NWChemEx Ecosystem
In this section we spec out the use cases for NWChemEx and how it fits into the broader computational chemistry ecosystem.
NWChemEx Use Cases
Generally speaking we see NWChemEx being used for:
electronic structure calculations on the largest supercomputers in the world
day-to-day electronic structure calculations
as part of high-throughput workflows
as a research platform for developing new theories
At this stage of design we are not concerned with capabilities (e.g. single-point energies, thermodynamic analysis, molecular dynamics) those will be handled at a lower level of design. Rather we’re interested in what sort of design requirements need to be built into the highest level APIs. From these use cases we can establish the following concerns:
performance (needed to make running on supercomputers worthwhile)
high-quality linear algebra (electronic structure involves lots of linear algebra)
ease of use (too high of a barrier will inhibit use cases where there are other choices)
library instead of program mentality (we shouldn’t assume we are driving the workflow)
extensibility (adding new theories should be easy)
varying levels of programming expertise (research is done by undergraduates, graduates, post docs, scientists/professors from a multitude of backgrounds)
These concerns are not orthogonal (for example ease of use and varying levels of programming expertise are related).
Overall Software Ecosystem
The following figure serves as a brief introduction to how NWChemEx addresses the aforementioned concerns as an organization, how the key pieces of the NWChemEx design fit together, and how the NWChemEx organization fits into the broader software ecosystem.
As a disclaimer, this figure is very coarse. A lot of the stack’s complexity is swept up into each of the boxes (particularly the “Internal Module Collections” box, which includes pretty much every electronic structure method that NWChemEx supports).
Performance key points:
Internal components of NWChemEx written in C++ to take advantage of the growing HPC support for C++ and to provide developers a performance focused coding language.
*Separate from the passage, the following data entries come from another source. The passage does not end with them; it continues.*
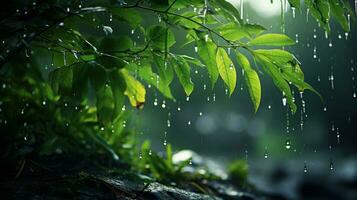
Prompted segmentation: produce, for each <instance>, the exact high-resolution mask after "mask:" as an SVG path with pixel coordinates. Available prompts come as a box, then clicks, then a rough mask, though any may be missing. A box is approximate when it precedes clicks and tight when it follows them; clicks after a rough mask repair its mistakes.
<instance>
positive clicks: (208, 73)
mask: <svg viewBox="0 0 357 200" xmlns="http://www.w3.org/2000/svg"><path fill="white" fill-rule="evenodd" d="M197 50H198V55H199V56H200V57H201V59H202V60H203V62H204V63H205V64H206V66H207V70H208V74H209V77H210V79H211V85H212V89H213V88H214V85H215V84H216V82H217V79H218V75H219V74H218V68H217V63H216V51H217V46H216V44H215V43H213V42H211V41H207V42H205V41H204V40H199V41H198V42H197Z"/></svg>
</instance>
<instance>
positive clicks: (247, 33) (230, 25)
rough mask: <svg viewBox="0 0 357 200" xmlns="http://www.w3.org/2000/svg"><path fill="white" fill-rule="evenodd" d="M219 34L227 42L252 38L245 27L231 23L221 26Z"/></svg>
mask: <svg viewBox="0 0 357 200" xmlns="http://www.w3.org/2000/svg"><path fill="white" fill-rule="evenodd" d="M216 30H217V31H219V33H220V34H221V35H222V36H223V37H224V38H225V39H227V40H231V41H239V40H240V39H242V38H250V35H249V34H248V32H246V31H245V29H244V28H243V27H241V26H240V25H239V24H236V23H234V22H230V23H227V24H224V25H222V26H219V27H218V28H217V29H216Z"/></svg>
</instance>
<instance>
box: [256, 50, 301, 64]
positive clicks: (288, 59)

Performance is treated as a fundamental concern entering into the stack as part of the low level ParallelZone component.
ParallelZone acts as a sort of domain-specific language (DSL) for the rest of the NWChemEx stack, abstracting away much of the implementation details
Much of the actual scheduling, data movement, etc. is handled by the externally maintained MADNESS runtime and the libraries underlying it.
Linear algebra key points:
Linear algebra is the among the second lowest components of the stack, entering via Chemist.
Like ParallelZone, Chemist provides abstractions which allow the rest of the stack to express its linear algebra needs in a sort of DSL without worrying about the underlying details.
Efficient and performant linear algebra and tensor-related operations are provided by TiledArray.
Ease of use key points:
The tiered stack makes it easier to hide details.
The focus on DSLs at each layer lowers the barrier to entry as code looks more like what its modeling and less abstract.
Component mentality key points:
User facing APIs are written in Python to take advantage of its popularity in scientific software (particularly in workflows)
PluginPlay provides NWChemEx’s abstractions for interacting with software components.
The bulk of NWChemEx’s capabilities are provided by its internal module collection, which PluginPlay can run.
Other chemistry codes can link to any of our internal module collections and use any module in that collection.
Extensibility key points:
Developers outside the organization can write modules, which can then be immediately used with the NWChemEx software stack via PluginPlay.
Adding modules does not require modifying NWChemEx
Varying programmer expertise key points:
The focus on abstraction allows each layer to hide many of the technical details of the layer below it. These details are not lost, they are rolled up into opaque objects which get unrolled as they traverse the stack.
By time someone considers a layer like SimDE they are typically using objects like wavefunctions, molecules, and orbitals to express their computation rather than tensor ops or MPI calls.